Я нисколько не чувствую ни волнения ни страха. Мне кажется, что я собираюсь лечь спать, меня даже очень клонит ко сну. Но меня почему-то сильно знобит, впрочем, озноб я чувствую уже с месяц. Для тогЪ, чтобы согреться, я выпил несколько рюмок рому; но я знаю, что ром увеличит также кровотечение, как и все крепкие напитки, и потому я еще его пью, но вовсе не для того, чтобы в опьянении легче было застрелиться. Я чувствую в себе настолько твердости, что мог бы не закрывая глаз стать под дула направленных прямо в меня десятка ружей. Впрочем, для меня все равно, что бы обо мне ни думали. Чем тверже становится мой дух, тем более я начинаю себя уважать. Я понимаю теперь чувство Христа на кресте… 2 ч. 45 мин. ночи.
Я удивляюсь физиологии Дрепера — она из 3 томов, а нет даже указания, как расположено сердце, а как на беду анатомия оставлена мною в Москве.
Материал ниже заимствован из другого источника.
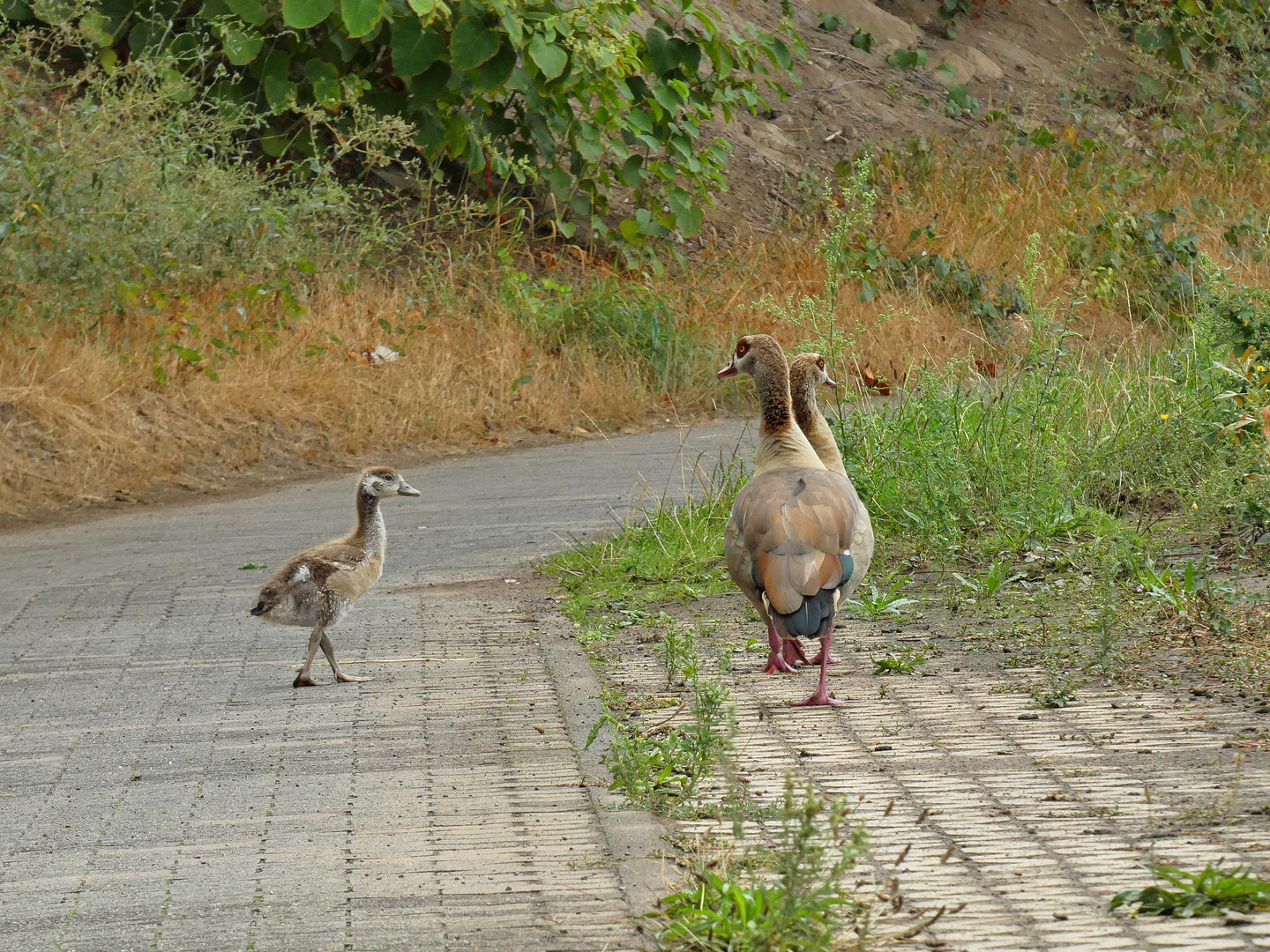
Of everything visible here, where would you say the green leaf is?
[221,24,265,66]
[410,63,450,101]
[1132,23,1174,51]
[678,205,705,237]
[340,0,384,37]
[260,132,291,159]
[392,17,445,76]
[1138,72,1166,99]
[407,0,441,24]
[450,17,502,70]
[644,26,679,76]
[529,33,569,81]
[473,43,516,93]
[265,76,296,113]
[0,0,35,23]
[414,108,448,156]
[282,0,335,29]
[225,0,269,26]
Три часа приближается — я прошу прощения у владельца дома, что нарушаю покой в его доме[468].
Какой из этих вариантов, был известен Достоевскому? Дневник Крафта в «Подростке» близок к варианту, сообщенному Кони. Так, герой Достоевского боится «излишнего кровоизлияния», заботясь о «благообразии вида», оставленного после себя (13:134). Этой детали нет в дневнике, опубликованном Лихачевым, — напротив, здесь самоубийца стремится увеличить кровотечение (очевидно, чтобы ускорить смерть). Очевидно, что публикация Лихачева, претендующая на научность, более надежна, чем мемуары Кони, опубликованные через пятьдесят лет после происшествия.
Какая же версия была известна Достоевскому? Скорее всего, Достоевский знал дневник Крамера от Кони, и можно предположить, что Кони пересказал несколько заметок из этого дневника в разговоре по памяти (как это происходит в романе) и по памяти же привел отрывки из дневника в своих мемуарах (чем и объясняются расхождения между текстом Кони и текстом Лихачева).
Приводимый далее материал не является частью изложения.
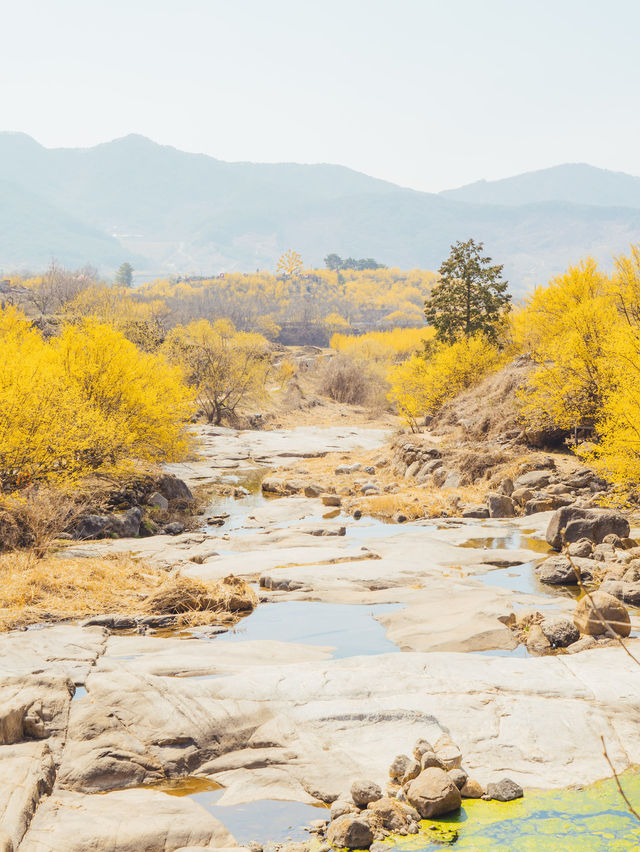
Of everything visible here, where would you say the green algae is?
[387,771,640,852]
Что делать с этим документальным материалом, как его интерпретировать? В публикации Лихачева к дневнику приложен научный медицинский комментарий (напомним, что при подготовке приложения с письмами самоубийц, требующего, по его мнению, «специальных медицинских знаний», Лихачев прибегнул к содействию доктора Г. И. Архангельского): «Угнетенное состояние духа, вызванное самосознанием ничтожности своего общественного значения, и нежелание расстаться с фиктивным величием вызвали патологическое состояние мозговой деятельности. Ознобы, появлявшиеся уже в продолжение месяца, как указывает автор, и лечение ромом в день самоубийства дают право заключать, что психическое расстройство имело уже реальную органическую почву…»[469] Ученые — статистик, Лихачев, и медик, Архангельский, — усмотрели в этом документе свидетельство органического расстройства головного мозга.
Ученые не обратили внимания на то, что, хотя этот самоубийца поставил свою смерть как научный эксперимент, с учебником физиологии и дневником наблюдений в руках, пример Христа на кресте, как это было не раз в течение столетий[470], послужил для него образцом добровольной смерти.
Писатель прочел этот документ иначе, чем ученые. В этих записях, «о всем, что на ум взбредет», оформленных в научных терминах, Достоевский видел потенциальные символы и идеологические возможности. Для него самого в переживании умирания особый интерес представляла мысль о том, что будет после смерти. Достоевский обратил внимание именно на этот момент в дневнике Крамера (по Кони): умирая, «я здесь напачкаю». В дневнике, который он написал для своего героя Крафта, Достоевский развил эту тему. Он упоминает о нежелании героя усилить кровотечение, чтобы оставить по себе «благообразный вид» (13:134), но этим не ограничивается: дневник Крафта заканчивается у Достоевского замечанием о том, что герой не хочет зажечь свечку, боясь оставить после себя пожар, и затем: «„А зажечь, чтоб пред выстрелом опять потушить, как и жизнь мою, не хочу“, странно прибавил он чуть не в последней строчке» (13:134).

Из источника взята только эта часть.